Ant colony clustering algorithm

Primary LanguageCGNU General Public License v3.0GPL-3.0

ACA

Ant clustering algorithm

The ACA, Ant Clustering Algorithm, simulates the ants' behavior on the anthill cleaning. The main goal is to put similar objects together. On data analysis, this task is called data segmentation. Usually, it is the first class of algorithms used in data analysis. It can find specific patterns on the data.

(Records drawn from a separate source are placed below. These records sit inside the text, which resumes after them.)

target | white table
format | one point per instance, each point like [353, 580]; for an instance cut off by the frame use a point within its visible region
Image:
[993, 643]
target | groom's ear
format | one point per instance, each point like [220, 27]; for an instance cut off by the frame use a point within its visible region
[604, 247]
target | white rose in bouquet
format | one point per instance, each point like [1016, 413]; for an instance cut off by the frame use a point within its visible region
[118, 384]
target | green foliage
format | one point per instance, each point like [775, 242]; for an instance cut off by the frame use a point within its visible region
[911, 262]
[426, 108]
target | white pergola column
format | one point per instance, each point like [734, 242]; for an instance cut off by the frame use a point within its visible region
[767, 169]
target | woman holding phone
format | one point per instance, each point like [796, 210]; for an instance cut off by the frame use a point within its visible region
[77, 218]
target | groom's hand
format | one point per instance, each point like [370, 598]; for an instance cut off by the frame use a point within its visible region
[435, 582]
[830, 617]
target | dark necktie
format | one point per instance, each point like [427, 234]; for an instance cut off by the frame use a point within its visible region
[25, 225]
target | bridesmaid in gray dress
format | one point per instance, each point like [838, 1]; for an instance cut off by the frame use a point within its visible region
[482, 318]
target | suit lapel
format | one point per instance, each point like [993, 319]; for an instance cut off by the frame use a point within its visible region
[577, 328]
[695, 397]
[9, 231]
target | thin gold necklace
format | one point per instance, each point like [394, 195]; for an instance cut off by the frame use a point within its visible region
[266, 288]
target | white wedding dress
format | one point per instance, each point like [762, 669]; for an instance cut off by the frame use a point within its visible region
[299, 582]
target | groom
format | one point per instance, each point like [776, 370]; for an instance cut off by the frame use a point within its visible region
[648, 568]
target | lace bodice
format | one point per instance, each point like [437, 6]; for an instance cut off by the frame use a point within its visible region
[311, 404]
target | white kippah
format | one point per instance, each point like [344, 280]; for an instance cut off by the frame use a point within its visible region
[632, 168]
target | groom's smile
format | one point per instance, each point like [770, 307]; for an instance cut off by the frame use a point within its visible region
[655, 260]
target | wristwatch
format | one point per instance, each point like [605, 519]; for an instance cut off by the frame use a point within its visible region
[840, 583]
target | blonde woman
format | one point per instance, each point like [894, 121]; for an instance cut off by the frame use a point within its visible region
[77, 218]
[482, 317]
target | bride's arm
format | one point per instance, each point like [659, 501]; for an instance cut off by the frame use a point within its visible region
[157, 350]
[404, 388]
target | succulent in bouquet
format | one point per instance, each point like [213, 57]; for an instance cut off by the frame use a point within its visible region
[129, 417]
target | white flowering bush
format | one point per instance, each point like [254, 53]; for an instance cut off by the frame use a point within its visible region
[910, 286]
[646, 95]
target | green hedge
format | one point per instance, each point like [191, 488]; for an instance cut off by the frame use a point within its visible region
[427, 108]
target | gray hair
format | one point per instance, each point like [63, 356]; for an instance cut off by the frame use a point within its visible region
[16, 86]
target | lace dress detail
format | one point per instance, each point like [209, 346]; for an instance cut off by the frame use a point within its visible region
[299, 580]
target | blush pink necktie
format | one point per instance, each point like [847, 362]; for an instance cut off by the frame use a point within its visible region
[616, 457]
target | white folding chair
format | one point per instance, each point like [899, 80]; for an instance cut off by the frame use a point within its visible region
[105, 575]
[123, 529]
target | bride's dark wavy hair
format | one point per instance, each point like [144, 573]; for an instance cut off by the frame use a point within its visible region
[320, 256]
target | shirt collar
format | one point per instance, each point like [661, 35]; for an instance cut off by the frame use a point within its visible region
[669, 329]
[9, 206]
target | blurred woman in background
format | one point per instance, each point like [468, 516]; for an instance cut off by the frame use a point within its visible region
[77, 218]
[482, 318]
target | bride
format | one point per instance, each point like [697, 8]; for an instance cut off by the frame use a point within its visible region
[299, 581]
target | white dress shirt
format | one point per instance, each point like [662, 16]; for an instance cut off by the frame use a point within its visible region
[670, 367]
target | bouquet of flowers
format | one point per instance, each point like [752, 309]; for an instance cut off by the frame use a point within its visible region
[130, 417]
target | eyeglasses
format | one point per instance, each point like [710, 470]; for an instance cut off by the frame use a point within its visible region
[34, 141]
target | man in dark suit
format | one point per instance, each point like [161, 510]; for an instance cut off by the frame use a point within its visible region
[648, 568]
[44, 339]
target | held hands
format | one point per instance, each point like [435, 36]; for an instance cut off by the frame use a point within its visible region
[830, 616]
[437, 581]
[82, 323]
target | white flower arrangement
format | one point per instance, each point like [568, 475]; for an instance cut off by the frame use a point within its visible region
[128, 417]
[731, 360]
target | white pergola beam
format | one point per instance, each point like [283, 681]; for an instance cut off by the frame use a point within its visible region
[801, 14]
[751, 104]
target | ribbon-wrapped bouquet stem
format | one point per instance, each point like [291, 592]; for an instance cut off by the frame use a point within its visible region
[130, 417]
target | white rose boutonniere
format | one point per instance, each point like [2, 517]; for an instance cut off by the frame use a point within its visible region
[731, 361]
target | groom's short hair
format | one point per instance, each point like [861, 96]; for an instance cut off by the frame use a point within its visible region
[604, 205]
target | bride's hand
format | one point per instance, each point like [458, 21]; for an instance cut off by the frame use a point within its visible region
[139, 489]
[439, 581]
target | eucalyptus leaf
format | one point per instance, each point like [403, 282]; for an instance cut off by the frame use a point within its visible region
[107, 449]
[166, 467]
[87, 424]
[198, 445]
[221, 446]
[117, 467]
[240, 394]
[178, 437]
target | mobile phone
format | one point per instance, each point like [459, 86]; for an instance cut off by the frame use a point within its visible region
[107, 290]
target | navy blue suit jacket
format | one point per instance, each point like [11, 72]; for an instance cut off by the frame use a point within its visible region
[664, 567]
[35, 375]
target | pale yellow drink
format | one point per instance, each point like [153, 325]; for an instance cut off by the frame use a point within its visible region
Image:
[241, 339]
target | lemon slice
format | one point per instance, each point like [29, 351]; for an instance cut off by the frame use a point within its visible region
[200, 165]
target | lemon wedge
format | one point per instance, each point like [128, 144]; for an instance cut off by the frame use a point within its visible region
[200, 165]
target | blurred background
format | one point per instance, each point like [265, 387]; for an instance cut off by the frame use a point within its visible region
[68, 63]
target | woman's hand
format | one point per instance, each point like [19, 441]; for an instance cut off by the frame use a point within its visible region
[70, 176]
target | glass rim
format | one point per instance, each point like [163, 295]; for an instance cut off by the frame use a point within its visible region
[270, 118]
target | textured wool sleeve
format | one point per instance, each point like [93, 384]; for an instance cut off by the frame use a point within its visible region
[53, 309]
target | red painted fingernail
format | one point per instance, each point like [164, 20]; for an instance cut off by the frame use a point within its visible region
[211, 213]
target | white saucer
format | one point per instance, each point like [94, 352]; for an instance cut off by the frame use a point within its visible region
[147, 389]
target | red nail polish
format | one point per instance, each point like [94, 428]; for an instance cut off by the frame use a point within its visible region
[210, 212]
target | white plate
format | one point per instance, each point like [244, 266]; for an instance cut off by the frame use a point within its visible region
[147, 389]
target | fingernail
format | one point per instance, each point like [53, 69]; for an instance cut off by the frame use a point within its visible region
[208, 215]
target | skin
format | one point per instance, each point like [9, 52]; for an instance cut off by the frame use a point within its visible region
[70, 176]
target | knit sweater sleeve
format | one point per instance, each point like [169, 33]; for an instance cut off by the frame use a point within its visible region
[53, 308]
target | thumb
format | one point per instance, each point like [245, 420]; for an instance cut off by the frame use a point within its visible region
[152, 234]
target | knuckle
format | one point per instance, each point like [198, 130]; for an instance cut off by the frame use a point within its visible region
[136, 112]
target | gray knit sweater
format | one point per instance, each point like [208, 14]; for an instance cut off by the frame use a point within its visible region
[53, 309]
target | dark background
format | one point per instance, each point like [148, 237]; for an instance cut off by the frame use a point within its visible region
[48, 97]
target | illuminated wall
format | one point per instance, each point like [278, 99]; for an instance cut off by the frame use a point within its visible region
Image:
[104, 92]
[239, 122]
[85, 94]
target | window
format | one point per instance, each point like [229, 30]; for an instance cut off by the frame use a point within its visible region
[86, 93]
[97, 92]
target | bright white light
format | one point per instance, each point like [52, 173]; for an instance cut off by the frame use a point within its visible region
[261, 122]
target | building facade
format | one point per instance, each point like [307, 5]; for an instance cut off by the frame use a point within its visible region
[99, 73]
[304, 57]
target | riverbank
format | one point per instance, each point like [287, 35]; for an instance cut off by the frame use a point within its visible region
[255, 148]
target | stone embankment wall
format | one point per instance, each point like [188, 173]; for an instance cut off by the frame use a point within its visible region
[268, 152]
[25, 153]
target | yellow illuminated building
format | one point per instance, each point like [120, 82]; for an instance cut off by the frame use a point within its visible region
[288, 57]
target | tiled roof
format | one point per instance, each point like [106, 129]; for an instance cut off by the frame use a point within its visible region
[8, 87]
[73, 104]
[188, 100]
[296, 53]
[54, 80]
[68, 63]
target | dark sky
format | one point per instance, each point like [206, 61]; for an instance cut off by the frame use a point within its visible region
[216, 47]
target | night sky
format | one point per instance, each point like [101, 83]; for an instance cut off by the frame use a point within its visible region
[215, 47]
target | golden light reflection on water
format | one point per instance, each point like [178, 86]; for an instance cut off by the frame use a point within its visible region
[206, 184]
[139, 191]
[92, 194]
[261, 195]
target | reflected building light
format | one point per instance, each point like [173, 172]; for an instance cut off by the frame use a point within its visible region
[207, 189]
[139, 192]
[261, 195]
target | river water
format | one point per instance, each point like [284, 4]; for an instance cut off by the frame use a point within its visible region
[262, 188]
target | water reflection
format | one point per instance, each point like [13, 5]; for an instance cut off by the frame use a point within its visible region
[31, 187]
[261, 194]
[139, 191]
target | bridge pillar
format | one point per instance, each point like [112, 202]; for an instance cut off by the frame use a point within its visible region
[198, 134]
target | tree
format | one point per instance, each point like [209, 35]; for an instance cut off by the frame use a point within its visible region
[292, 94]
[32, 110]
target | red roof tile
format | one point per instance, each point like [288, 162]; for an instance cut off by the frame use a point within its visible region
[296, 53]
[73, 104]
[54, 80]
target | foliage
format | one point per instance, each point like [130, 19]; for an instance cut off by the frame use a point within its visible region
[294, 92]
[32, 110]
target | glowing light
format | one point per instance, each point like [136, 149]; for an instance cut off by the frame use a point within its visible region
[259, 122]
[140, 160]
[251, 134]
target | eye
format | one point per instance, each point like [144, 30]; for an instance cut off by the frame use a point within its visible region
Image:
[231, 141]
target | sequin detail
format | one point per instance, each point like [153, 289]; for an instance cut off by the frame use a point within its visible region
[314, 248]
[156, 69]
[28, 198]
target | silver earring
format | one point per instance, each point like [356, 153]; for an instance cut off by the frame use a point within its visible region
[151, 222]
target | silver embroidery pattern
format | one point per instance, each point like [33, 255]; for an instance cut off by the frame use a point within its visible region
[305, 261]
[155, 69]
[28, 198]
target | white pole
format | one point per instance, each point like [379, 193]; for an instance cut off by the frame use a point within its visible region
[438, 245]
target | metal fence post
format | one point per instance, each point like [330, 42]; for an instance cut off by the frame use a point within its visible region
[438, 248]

Agent-based algorithms, like ACA, is a subclass of natural computing algorithms. Each ant is an independent agent performing simple tasks in a single environment. The final result is a consequence of the emerging behavior of all agents over time. The contribution of this research is to develop a high-performance version of ACA for shared and distributed memory systems. We also propose a GPU-based version. All this development is under GNU General Public License v3.0.

This repository is organized as follows: serial version is on the master branch; the CUDA version in on the cuda branch; the OpenMP version is on the openmp branch, and the MPi version is on the mpi branch. (As you can see just the master branch exists. It is because all of the others are under development)

How to compile this project

There is a Makefile in src directory. Just clone this project and run make. Simple like this. Please be sure that you have g++ installed in you system.

How to use

To use ACA you have to define some parameters. They are explained below:

Parameters:

  • dataset: input file in csv format
  • m: square grid size;
  • n_ants: number of ants;
  • max_it: max iterations;
  • nb: number of neighbors;
  • kp: threshold constant for pick (recommended is 0.1);
  • kd: threshold constant for drop (recommended is 0.15);
  • a: scale dimensional factor;
  • pick: probability of ant to pick an element (float in range of 0 ~ 1);
  • drop: probability of ant to drop an element (float in range of 0 ~ 1);
  • r: radius to be considered on cluster labeling;
  • label: to show a specific label (code change is necessary).

Putting this all together, we have:

./ACA dataset m n_ants max_it nb kp kd a pick drop r label

And finally, there is a file in the src directory called run.sh that can facilitate the ACA usage.